As many of you know, the massive experiment of guys giving up porn to heal their ED, social anxiety, porn-induced sexual fetishes, etc. had its roots, in part, on this forum. Last year, Cambridge University addiction neuroscientists, collaborating with a Yale neuroscience addiction expert, finally took a close look at the brains of young men complaining of severe porn-related symptoms.
11 of the 19 reported trouble getting erections/experiencing libido with real partners--but not with porn. This is the first formal acknowledgement of this phenomenon, which has been reported by thousands of men in various forums since the arrival of tube sites with streaming porn.
Subjects also had greater impairments of sexual arousal and erectile difficulties in intimate relationships but not with sexually explicit materials.
Here are some of the hundreds of articles about this research, as well as Gary's notes and a link to the full study itself.
This one was interesting because UCLA's Rory Read gets it completely wrong - claiming the study shows the porn addicts' brains "say...we do like sex more." This directly contradicts the findings of the actual study. In fact the subjects WANT it [the porn vids] more, but they don't LIKE it any more than the controls do.

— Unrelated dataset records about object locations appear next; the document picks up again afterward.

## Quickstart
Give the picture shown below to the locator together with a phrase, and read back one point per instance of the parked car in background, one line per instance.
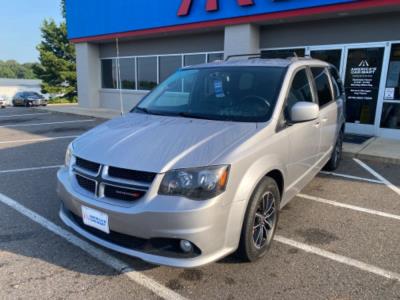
(204, 163)
(29, 99)
(3, 102)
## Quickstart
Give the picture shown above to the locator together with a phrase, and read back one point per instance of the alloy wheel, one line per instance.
(264, 220)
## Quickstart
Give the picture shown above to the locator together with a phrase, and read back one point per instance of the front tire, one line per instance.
(337, 153)
(260, 221)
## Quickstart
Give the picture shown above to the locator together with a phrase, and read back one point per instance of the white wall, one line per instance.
(9, 87)
(88, 70)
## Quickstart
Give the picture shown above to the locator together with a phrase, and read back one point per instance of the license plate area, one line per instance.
(96, 219)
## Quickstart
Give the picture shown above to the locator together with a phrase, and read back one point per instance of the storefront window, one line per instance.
(194, 59)
(392, 91)
(128, 78)
(283, 53)
(109, 74)
(147, 73)
(168, 65)
(215, 56)
(363, 74)
(391, 116)
(333, 57)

This was one of the main points of the Voon paper. This wanting-more-than-liking behavior is a hallmark of addiction.
According to lead researcher Valerie Voon,
Sexual desire or subjective measures of wanting appeared dissociated from liking, in line with incentive-salience theories of addiction  in which there exists enhanced wanting but not liking of salient rewards.
Compared to healthy volunteers, CSB subjects had greater subjective sexual desire or wanting to explicit cues [BUT] had greater liking scores to erotic cues, thus demonstrating a dissociation between wanting and liking.
Furthermore, this showed up in the subjects' erections. The addicts reported difficulty getting erections to anything but porn. So Reid is wrong that they "liked sex more" than other people. The addicts also had greater impairments of sexual arousal and erectile difficulties in intimate relationships but not with sexually explicit materials highlighting that the enhanced desire scores were specific to the explicit cues and not generalized heightened sexual desire.